Tom McCarthy is a novelist whose work has been translated into more than twenty languages and adapted for cinema, theatre and radio. His latest novel, The Making of Incarnation, was published in 2021. Now a Swedish citizen, he lives in Berlin.
Sarah is a graduate of the University of Toronto (BSc) and the University of Cambridge (MPhil), where her research focused on the destruction of heritage sites in conflict.
Sarah joined the team in 2017, having previously worked at B+H Architects, the Metropolitan Museum of Art, and the Aga Khan Museum.
Contact her via info@forensic-architecture.org.
Bernd M. Scherer is Director of Haus der Kulturen der Welt since 2006. He holds a Ph.D. in Philosophy from the Universität des Saarlandes, Saarbrücken. Philosopher and author of several publications focusing on aesthetics and international cultural exchange, Scherer came to the HKW from the Goethe-Institut. From 1989-1994, he was Director of the Goethe-Institute Karachi and Lahore, and from 1999-2000 he directed the Goethe-Institut Mexico City, subsequently acting as Director of the Arts Department at the Goethe-Institut main office in Munich from 2004-2005. Since January 2011, he teaches as Honorary Professor at the Institute for European Ethnology, Humboldt-Universität zu Berlin. He curated and directed major art and cultural projects such as “Das weiße Meer”, “Rethinking Europe”, and “Über-Lebenkunst”.
Nathan is a speculative designer, technologist, and researcher with a background in architecture.
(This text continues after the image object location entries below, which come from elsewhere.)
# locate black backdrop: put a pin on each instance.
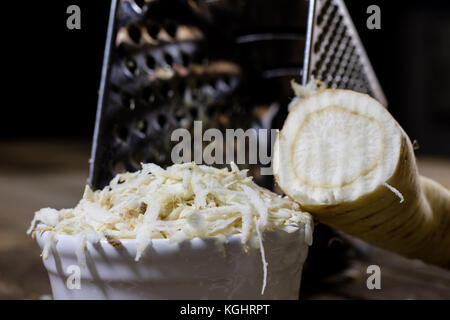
(53, 73)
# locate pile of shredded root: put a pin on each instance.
(182, 202)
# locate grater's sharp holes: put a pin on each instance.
(150, 62)
(140, 3)
(181, 88)
(134, 33)
(122, 134)
(142, 126)
(171, 30)
(193, 112)
(185, 59)
(166, 91)
(127, 101)
(121, 50)
(168, 59)
(161, 120)
(153, 30)
(317, 47)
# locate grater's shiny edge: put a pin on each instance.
(104, 88)
(372, 85)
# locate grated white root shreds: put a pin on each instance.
(182, 202)
(395, 191)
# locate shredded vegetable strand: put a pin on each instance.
(179, 203)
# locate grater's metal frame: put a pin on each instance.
(104, 89)
(364, 73)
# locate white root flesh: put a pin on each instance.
(344, 158)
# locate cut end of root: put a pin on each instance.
(336, 146)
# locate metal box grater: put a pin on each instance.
(227, 63)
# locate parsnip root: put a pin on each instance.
(344, 158)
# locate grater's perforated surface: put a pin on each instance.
(227, 63)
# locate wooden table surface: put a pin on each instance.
(35, 174)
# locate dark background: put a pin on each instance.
(55, 72)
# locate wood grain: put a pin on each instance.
(35, 174)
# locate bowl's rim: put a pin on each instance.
(40, 235)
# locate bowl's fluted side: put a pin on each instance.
(194, 269)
He is co-founder of Inferstudio, a digital design practice that works through worldbuilding, editing, videography, VFX and data visualization to both speculate on possible futures and reveal contemporary realities. He has worked as an advanced researcher for Forensic Architecture, where his research focused on developing new tools and workflows for dynamic image and video analysis. He has also taught in architecture schools internationally, including at UCLA AUD, the Architectural Association (AA), Strelka Institute and the University of Melbourne. He studied architecture at the University of Melbourne and at the AA, where he received Diploma Honours.
Prof. Dr. Margarita Tsomou is a Greek cultural theory scholar and works from Berlin as an author, dramaturg, moderator, curator and professor. She co-founded the pop-feminist Missy Magazine in 2008, is curator for theory and discourse at HAU Hebbel am Ufer in Berlin and professor for contemporary theater practice at the Osnabrück University of Applied Sciences. Her recent curatorial works include the series “Burning Futures: On Ecologies of Existence” at HAU-Hebbel am Ufer, the series “On Violence” with HAU Hebbel am Ufer and the Academy of the Arts of the World, Cologne and the “Apatride Society” event series in Paul B. Preciado’s discursive program at Documenta 14.
She publishes and researches on queer decolonial feminism and sexuality, performance theory, new media and theater in education. Currently she is working on an ecological thinking that brings together dimensions of biodiversity and naturecultures with the social, the body, gender and racial capitalism.
Her work has appeared in Die Zeit, taz, Spex, Frankfurter Rundschau, WDR and SWR.